Dominik Benner: Es war eigentlich ein Zufall: Als mein Vater 2012 überraschend starb, musste ich über Nacht entscheiden, ob ich mich von meiner Konzernkarriere verabschiede und in die Niederungen des Tagesgeschäfts eines Händlers einsteige. Schnell begannen wir, mit Onlinehandel zu experimentieren. Ich selbst hatte schon seit 1999 immer wieder privat auf Plattformen Schuhhandel betrieben. Als wir dann 2013 erste Erfolge hatten, kam auch schon der erste Händler auf uns zu und sagte: „Ich mag das Internet nicht und habe keine Ahnung davon, aber ich will die Umsätze mitnehmen, ohne zu investieren. Bitte mach du das für mich.“ So ist die Idee zu schuhe24 entstanden und inzwischen machen noch viele weitere Händler aus ganz Deutschland mit.
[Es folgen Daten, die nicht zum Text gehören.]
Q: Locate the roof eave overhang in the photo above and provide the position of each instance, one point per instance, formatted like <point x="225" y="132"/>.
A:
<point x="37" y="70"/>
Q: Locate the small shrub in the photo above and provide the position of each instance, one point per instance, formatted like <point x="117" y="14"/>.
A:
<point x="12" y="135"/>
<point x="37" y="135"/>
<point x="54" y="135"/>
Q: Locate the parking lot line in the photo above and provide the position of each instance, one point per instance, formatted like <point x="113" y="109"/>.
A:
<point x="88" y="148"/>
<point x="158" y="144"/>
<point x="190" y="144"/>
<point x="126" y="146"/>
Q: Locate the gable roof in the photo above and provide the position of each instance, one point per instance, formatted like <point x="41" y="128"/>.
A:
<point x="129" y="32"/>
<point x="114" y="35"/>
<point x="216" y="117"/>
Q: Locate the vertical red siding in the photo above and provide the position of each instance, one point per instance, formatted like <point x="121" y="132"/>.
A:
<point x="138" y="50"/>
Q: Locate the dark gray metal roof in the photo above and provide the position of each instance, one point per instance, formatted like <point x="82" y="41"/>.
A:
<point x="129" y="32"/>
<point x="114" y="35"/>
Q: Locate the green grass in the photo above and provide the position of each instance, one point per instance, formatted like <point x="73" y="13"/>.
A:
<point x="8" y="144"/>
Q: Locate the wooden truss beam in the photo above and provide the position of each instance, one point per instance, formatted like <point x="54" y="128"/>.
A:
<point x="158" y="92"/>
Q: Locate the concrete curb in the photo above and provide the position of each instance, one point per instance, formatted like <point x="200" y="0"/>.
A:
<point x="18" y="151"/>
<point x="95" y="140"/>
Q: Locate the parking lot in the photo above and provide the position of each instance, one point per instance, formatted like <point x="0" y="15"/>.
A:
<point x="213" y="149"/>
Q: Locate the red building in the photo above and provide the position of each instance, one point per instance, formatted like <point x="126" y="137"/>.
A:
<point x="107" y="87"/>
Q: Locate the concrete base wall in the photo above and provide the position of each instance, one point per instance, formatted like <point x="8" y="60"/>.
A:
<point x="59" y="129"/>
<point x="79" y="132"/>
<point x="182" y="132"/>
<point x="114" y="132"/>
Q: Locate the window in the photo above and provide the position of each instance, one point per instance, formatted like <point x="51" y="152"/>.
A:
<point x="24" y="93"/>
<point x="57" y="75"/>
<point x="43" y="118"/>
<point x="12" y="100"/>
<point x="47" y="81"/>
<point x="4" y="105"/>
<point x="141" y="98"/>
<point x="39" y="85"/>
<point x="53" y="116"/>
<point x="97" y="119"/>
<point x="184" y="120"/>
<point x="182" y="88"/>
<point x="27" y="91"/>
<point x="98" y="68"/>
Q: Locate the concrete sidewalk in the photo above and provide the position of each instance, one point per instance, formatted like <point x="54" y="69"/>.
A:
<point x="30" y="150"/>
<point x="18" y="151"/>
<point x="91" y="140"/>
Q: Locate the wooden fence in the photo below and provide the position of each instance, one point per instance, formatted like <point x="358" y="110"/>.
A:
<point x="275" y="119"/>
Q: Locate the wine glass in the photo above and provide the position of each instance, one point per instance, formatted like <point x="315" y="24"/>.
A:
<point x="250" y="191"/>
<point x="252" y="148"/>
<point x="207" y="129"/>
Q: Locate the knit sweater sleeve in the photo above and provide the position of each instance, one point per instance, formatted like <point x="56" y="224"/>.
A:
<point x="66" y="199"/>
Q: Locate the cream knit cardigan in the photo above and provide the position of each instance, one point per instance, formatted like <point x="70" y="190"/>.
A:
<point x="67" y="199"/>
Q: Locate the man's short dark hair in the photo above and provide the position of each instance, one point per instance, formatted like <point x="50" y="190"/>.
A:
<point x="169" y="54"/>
CB: Wie funktioniert schuhe24.de? Und wie werden die Erlöse aufgeteilt?
DB: Wir haben Schnittstellen zu allen Warenwirtschaftssystemen wie BITS, ETOS, HIS oder IPOS gebaut, um nur die wichtigsten zu nennen. Dadurch erhalten wir nicht nur in Echtzeit die Bestände, sondern verbuchen auch alle Onlineverkäufe direkt in die Systeme der Händler. Die Ware der Händler bieten wir europaweit auf einer Vielzahl von Kanälen an, die der einzelne Händler häufig nicht selbst erreichen würde oder dort gar keinen Zugang erhielte. Dadurch erlangen wir hohe Verkaufszahlen und erhöhen direkt die Umsätze der Händler.
CB: Ihre Plattform vereinigt Konkurrenten, was sonst nur selten gelingt. Wie viele Händler haben sich bisher angeschlossen und wo sehen Sie die Grenze?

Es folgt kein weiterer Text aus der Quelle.